Bryn is the Founder & Principal of Next Evolution Leadership Coaching & Career Management and a member of the iRelaunch coaching team. She guides her clients to move forward in their careers with clarity and confidence and has worked successfully with dozens of relaunchers on their return-to-work strategies.
For relaunchers, spring can be an opportunity to refresh, reset and refocus your return-to-work strategy. Here are six ways to renew your commitment to your job search, and to help you plan, prepare, and execute effectively on your next steps.

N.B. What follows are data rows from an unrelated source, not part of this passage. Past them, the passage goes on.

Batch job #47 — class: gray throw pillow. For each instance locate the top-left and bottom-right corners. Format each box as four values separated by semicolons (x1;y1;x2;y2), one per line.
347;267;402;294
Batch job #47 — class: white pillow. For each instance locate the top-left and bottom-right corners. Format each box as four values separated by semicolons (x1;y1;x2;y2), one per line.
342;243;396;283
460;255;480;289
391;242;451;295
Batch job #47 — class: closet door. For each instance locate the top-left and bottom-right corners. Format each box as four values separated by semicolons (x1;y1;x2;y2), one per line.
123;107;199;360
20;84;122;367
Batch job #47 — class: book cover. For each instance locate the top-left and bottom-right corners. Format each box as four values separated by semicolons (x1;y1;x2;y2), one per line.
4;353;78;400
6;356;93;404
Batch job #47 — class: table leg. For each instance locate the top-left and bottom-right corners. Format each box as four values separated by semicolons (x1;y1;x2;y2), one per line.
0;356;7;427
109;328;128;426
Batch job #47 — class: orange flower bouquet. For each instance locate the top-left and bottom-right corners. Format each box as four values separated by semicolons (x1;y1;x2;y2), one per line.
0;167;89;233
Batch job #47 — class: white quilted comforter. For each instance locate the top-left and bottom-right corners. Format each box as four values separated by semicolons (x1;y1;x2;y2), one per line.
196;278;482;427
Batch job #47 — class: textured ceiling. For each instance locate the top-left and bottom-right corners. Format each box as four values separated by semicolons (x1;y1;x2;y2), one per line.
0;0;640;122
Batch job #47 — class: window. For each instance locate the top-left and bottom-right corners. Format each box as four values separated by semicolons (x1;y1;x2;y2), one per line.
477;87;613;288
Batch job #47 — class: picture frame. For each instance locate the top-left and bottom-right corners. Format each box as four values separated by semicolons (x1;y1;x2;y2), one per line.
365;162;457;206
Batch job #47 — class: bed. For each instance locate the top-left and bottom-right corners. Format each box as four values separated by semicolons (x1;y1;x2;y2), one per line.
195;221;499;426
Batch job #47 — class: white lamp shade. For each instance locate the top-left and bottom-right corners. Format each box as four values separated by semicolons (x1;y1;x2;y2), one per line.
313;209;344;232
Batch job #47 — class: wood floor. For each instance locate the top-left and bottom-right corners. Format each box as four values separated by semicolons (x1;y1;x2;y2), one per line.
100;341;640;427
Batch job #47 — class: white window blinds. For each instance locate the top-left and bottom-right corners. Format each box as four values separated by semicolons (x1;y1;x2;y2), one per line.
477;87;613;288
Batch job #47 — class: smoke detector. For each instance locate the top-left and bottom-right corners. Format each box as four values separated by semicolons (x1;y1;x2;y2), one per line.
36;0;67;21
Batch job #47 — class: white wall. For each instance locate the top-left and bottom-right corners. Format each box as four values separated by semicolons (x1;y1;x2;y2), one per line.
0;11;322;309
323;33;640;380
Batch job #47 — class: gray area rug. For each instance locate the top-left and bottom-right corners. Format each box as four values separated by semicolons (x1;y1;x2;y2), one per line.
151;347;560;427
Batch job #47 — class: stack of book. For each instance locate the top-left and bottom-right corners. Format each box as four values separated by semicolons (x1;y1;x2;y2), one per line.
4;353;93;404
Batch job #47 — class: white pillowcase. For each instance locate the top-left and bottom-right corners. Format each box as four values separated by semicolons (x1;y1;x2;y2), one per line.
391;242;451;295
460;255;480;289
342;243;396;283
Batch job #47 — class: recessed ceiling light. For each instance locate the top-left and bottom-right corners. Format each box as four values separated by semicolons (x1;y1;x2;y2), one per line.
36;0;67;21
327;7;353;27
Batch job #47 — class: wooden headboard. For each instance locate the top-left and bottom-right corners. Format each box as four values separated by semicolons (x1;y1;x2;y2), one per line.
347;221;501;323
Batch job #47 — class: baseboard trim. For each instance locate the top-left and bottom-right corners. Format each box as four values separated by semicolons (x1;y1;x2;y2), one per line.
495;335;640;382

Know your priorities. When you know what is most important to you at this age and stage of your life as you’re returning to work, you will have more clarity and agency in your job search. Consider putting some parameters around areas that will affect your work-life flow, such as: commute, compensation, other benefits/incentives, company culture, company size, mission/impact of role or company, career trajectory, autonomy, work travel, flexibility, and any other lifestyle considerations. As you set your terms for each category, carefully consider what is non-negotiable versus something that would be preferred. (For example, perhaps you are non-negotiable on the working hours/schedule you require; whereas while you’d prefer to have autonomy over your work, it’s more of a desire than a requirement.) Once you do that, prioritize each of these things in terms of what is most important, less important, and least important. These priorities should serve as touchstones as you’re assessing and considering different options. Aligning your priorities helps you move forward with intention and get you closer to an optimal professional situation.
Pro-tip: Leverage Steps 7-9 of the iRelaunch Return to Work Roadmap to help you with this evaluation!
Get clear on the skills and knowledge you bring to a return-to-work role. A successful relaunch can’t solely focus on opportunities that meet your priorities; it must also be couched in the value you bring to a potential employer. What are the 3 -5 core competencies (skills, attributes, and knowledge areas) that you possess and can provide evidence of when you’re talking about yourself with a potential employer or networking contact? It’s essential to be able to articulate the ways you have successfully contributed in the past. Think about the results, accomplishments, or value you’ve brought to professional roles, volunteer roles or within your own family and friend group over the years. What are you known for and what do you do uniquely well? Clearly defining these things helps you home in on possible roles and builds your confidence.
Try something new. Human beings are meant to continually grow and learn to stay agile and resilient. So stretch yourself! Shake up a comfortable routine and do things differently. Drive a new route, try a different type of exercise, use a new app or call someone instead of defaulting to text or email. Doing something new is initially uncomfortable because our brains are wired to maintain the status quo (under the guise of keeping us safe). That’s why relaunching can be daunting – you’re doing something new. So push yourself to change up predictable behaviors in other areas of your life, and it will prepare you to conduct a job search more easily.
Curate your professional network on LinkedIn. LinkedIn is the strongest professional networking platform available and will act as your virtual rolodex in the job search. Look at who you’re connected to and thoughtfully curate your network. Keep those first-degree connections you know and trust – these are the people you can start having initial job-related conversations with, and the people you can ask for introductions to their own professional connections. It’s okay to remove a first-degree connection that you don’t recognize or feel comfortable asking for help or for an introduction – you want integrity in your network. As you remove people, think about those people you could add to your network, and invite them to connect with a personal note. Your most powerful connections typically come from friends and family, shared work experiences, alumni networks and volunteer or community connections (neighbors, parents of your kid’s friends, or those you worship with, for example). Take each of these categories and be intentional about who you are keeping and adding as first-degree connections. This will smooth the wheels for your outreach and make it easier for you to see who can be helpful to you (and to whom you can be helpful to as well, as networking should be reciprocal) when you’re ready to seek advice, information and do research on return-to-work options.
Pro-tip: Leverage Steps 15-18 of the iRelaunch Return to Work Roadmap to help you with curating your network!
Invest in your physical well-being. Taking great care of your body and mind is key to managing your life and career from a place of confidence. Do something physical on a regular basis to get your blood moving and you will feel better afterwards. Make self-care a priority by doing an activity that benefits your well-being, and you will show up more grounded and calmer in your job search. Implementing real changes, whether it is the food you eat, the amount of exercise you get or saying “no” to stressful people or situations, will enable you to show up stronger, mentally and physically, in all areas of your life.
Keep going, step by step. As you begin your return-to-work strategy or make changes in the other areas I’ve suggested here, commit to small, incremental actions or improvements each day to work towards your goal. A job search will take time. Let the mantra “small strokes fell great oaks” guide you and relieve the pressure of quick results or doing everything all at once. Research has shown that it takes an average of 66 days for new habits to become permanent changes (forget the 21-day rule, that’s a myth). Knowing this helps you manage your expectations and should also allow you to give yourself some grace when things don’t go as planned. We are imperfect human beings, so strive for progress rather than perfection. Do something everyday and keep it up – you’ll see the positive results by the time spring turns into summer.